Organik ürün üretiminde kullanılan tüm girdilerin doğal kaynaklardan olması zorunludur. Bu sebep ile organik ürünlerde sentetik gübre, hormon, böcek ilaçları ve diğer katkı maddelerinin kullanımı yasaktır. Aynı zamanda organik tarımda GDO olarak adlandırılan genetik yapısı değiştirilmiş ürünlerin üretimine de izin verilmemektedir. Ancak konvansiyonel tarımda bitki büyümesini hızlandırmak için genellikle nitrat içeren gübreler kullanılırken, hayvanlarda ise hastalıkları engellemek ve büyümeyi hızlandırmak için antibiyotikler ve büyüme hormonları gibi kimyasal girdiler kullanılarak ürün elde edilmektedir. Konvansiyonel tarımda kullanılan bu kimyasal girdiler sonucu, su kaynaklarının ve çevrenin kirlenmesi, toprağın cansızlaşması ve tüketicilerde sağlık sorunlarının oluşması bireylerin organik tarımı, konvansiyonel tarıma göre daha sağlıklı bulmasına sebep olmaktadır.

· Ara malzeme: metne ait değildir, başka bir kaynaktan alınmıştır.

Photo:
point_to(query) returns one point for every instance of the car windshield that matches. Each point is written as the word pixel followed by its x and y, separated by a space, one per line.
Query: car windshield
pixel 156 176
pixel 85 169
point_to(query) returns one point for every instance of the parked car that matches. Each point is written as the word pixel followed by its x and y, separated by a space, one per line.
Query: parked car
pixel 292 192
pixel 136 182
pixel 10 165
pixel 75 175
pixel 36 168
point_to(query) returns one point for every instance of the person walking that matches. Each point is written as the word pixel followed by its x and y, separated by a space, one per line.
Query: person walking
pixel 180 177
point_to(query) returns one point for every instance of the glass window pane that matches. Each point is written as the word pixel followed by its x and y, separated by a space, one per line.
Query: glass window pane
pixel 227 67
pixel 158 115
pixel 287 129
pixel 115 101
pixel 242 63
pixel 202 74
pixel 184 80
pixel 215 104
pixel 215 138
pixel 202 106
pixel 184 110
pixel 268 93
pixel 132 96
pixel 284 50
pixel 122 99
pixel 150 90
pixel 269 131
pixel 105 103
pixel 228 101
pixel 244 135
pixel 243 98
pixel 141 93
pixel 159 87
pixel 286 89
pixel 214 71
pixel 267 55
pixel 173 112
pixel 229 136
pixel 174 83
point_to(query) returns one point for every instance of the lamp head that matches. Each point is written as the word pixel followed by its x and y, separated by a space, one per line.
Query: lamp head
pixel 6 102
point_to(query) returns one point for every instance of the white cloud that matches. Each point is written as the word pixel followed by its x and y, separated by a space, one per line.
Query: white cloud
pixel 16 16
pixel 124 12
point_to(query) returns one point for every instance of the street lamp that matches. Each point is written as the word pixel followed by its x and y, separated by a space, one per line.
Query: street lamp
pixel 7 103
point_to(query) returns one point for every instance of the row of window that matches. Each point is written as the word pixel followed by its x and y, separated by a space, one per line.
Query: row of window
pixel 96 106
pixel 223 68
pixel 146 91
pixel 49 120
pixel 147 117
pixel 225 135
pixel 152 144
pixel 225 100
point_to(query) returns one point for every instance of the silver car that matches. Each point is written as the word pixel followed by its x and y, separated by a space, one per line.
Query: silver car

Organik ve konvansiyonel tarım arasındaki fark yalnızca kimyasal girdi kullanımından oluşmayıp, tarımdan elde edilen verimi, gıdanın görüntüsünü, lezzetini, besin değerlerini ve sağlık üzerindeki oluşturduğu etkileride farklı kılmaktadır. Organik tarımda, konvansiyonel tarımdaki gibi yoğun kimyasal girdilerin kullanılmıyor olması, birim alandan elde edilen verimliliği de azaltmaktadır. Ancak organik tarımın esas amacı verimlilik değil, sağlıklı ve kaliteli gıdaların üretimidir. Konvansiyonel tarımda ise hem birim alandan elde edilen verimlilik yüksektir, hemde üretim alanında kullanılan çeşitli maddeler ile görüntü bakımından daha hoş ürünler elde edilmesini sağlamaktadır. Üstelik organik ürünler, üreticiden tüketiciye kadar geçen her bir süreçte sistematik bir yaklaşım ve standart ile üretilirken, konvansiyonel ürünlerde herhangi bir yasal yükümlülük ve kontrol işlemleri bulunmaz.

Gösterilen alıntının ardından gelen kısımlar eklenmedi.